Notice the two graphs that I included below:
The first shows the gradual decline of patient-dollars (out-of-pocket expenses) as a percentage of total healthcare expenditures from 1960 – 2006. The second graph shows aggregate healthcare spending as a % of GDP starting to more rapidly increase from about 1968 (6%) to the absurdly high levels it is now (17%).
My interpretation of these inverse related graphs is that as patient-consumers lose their ability to influence prices with their own dollars (falling % of out-of-pockets) it leads to an inflationary spiral of the kind we have witnessed over the past 40+ years.
Show me an area in healthcare where people spend their own money to purchase care (or most of it) and I’ll show you a market where prices are stable or falling and care is affordable.
“Government payers have an even worse cost-containment record than privately provided medical care.” Since 1970, “the costs of Medicaid have risen 35 percent more, and the costs of Medicare have risen 34 percent more, per patient, than the combined costs of all health care in America apart from these two flagship government-run programs.

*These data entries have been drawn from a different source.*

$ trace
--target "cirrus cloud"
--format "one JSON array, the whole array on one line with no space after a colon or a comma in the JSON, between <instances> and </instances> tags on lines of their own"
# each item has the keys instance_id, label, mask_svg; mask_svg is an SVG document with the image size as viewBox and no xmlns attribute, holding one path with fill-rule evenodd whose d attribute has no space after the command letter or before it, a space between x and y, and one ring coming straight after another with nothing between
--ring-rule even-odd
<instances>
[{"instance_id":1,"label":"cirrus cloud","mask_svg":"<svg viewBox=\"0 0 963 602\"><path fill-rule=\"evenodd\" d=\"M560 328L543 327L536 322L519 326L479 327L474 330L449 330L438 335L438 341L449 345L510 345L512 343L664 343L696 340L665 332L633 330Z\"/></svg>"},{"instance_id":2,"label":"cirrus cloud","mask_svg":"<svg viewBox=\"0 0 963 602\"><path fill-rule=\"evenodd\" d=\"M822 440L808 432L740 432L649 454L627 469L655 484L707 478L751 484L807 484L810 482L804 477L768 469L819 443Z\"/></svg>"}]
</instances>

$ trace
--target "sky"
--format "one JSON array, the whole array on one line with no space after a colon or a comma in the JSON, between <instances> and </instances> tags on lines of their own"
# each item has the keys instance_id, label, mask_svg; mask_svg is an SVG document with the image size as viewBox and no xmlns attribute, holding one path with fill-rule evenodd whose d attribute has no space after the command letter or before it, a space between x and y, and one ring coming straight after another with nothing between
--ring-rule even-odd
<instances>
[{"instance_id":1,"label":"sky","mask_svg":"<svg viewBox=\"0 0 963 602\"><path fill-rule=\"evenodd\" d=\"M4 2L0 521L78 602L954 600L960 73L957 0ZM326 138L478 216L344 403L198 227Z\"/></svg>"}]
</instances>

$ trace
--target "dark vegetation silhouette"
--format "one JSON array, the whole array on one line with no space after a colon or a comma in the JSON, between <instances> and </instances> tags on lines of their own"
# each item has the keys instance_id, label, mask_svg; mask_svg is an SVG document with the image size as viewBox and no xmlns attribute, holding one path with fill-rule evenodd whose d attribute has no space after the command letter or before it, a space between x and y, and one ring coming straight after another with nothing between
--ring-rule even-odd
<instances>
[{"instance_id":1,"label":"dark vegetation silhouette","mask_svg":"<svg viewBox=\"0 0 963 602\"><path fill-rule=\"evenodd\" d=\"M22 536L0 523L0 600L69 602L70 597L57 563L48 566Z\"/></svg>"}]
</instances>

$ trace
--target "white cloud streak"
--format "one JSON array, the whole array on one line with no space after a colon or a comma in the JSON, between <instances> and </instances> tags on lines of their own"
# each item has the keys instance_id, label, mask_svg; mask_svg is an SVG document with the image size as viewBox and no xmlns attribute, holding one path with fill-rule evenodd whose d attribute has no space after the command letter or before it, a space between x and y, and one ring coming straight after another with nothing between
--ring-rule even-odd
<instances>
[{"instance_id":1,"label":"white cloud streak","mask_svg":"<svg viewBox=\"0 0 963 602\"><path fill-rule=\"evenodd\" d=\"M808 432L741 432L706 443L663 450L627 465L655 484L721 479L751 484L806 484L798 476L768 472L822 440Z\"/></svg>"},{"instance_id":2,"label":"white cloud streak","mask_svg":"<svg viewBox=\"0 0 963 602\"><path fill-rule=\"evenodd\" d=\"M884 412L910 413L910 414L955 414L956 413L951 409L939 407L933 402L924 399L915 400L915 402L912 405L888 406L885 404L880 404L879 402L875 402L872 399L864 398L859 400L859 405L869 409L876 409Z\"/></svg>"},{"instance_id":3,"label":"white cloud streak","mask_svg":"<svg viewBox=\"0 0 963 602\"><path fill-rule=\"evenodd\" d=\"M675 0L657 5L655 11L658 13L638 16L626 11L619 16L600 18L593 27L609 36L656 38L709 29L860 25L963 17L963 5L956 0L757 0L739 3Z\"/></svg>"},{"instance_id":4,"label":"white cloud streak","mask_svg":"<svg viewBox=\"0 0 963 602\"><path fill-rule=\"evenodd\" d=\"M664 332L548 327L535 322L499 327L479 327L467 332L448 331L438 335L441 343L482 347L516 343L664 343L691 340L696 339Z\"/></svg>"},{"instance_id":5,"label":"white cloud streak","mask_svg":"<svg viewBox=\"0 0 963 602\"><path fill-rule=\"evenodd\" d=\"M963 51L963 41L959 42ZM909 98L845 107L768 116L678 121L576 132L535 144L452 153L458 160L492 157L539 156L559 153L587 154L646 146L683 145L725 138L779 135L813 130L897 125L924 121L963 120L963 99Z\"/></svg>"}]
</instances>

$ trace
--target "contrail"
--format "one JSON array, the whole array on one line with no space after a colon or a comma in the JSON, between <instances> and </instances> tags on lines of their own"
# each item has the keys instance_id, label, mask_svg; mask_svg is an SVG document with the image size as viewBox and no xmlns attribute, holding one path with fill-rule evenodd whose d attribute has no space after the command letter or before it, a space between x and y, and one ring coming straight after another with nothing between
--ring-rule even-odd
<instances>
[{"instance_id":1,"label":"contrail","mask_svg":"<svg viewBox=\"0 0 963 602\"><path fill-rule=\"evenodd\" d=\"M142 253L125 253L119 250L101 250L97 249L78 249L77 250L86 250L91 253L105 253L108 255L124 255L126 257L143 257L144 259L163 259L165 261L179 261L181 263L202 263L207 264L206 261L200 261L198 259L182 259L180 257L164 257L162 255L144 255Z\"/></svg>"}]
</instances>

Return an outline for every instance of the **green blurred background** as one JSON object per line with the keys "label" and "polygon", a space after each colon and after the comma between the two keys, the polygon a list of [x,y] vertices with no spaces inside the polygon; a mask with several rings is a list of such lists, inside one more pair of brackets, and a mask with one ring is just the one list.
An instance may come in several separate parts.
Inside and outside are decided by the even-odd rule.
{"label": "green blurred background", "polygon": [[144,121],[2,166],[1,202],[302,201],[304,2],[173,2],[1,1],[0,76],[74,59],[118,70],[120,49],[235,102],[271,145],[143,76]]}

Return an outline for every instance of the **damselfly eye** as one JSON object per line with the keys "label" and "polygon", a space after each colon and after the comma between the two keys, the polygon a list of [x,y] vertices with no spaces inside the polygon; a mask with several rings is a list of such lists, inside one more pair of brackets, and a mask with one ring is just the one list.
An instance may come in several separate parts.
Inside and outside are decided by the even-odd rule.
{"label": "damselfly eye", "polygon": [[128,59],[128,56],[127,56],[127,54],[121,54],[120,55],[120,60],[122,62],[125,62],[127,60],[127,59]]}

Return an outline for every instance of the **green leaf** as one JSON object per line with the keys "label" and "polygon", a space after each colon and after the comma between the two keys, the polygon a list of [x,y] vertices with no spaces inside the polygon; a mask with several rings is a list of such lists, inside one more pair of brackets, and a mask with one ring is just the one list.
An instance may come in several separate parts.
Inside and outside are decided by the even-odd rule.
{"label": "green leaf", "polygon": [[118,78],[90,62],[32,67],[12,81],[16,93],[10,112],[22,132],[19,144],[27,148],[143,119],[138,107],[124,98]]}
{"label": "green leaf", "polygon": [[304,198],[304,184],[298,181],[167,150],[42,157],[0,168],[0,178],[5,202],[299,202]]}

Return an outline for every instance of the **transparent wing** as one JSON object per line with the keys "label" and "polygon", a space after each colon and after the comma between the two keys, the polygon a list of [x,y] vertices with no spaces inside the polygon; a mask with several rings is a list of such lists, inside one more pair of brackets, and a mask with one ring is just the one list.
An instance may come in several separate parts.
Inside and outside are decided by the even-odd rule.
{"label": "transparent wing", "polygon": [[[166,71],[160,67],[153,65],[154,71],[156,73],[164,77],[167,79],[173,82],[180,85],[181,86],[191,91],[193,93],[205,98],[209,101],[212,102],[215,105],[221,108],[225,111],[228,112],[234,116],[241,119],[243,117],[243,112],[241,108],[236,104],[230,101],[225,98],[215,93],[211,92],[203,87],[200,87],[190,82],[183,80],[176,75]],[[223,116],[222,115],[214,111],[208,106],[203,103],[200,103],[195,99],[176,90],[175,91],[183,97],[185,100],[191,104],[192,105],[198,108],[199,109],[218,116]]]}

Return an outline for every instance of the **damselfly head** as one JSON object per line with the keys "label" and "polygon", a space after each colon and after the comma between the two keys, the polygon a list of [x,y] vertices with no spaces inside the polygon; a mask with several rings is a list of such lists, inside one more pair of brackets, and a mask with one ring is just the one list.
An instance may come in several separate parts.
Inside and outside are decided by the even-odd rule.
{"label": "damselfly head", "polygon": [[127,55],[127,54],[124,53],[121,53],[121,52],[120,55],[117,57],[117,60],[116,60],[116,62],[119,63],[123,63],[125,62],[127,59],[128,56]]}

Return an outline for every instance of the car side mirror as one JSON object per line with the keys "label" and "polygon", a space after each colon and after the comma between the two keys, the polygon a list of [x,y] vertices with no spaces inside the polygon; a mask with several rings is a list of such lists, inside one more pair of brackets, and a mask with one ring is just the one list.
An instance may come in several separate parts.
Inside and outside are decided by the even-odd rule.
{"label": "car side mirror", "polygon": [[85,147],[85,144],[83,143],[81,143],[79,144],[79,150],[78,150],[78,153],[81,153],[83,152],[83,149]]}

”More spending on prevention will not necessarily lower costs, they state. “The most effective preventive measures may include changes to one’s lifestyle or diet, occupational and educational decisions, and other choices far outside the realm of medical intervention.
”Many features of the Patient Protection and Affordable Care Act PPACA or “ObamaCare” will aggravate the problem of moral hazard and thus tend to push prices higher. On the other hand, PPACA, by pushing Americans toward higher-deductible insurance plans, could mitigate some of the moral hazard.
“The expansion of higher-deductible insurance did not receive much attention initially, but could be one of PPACA’s more important effects.” they observe.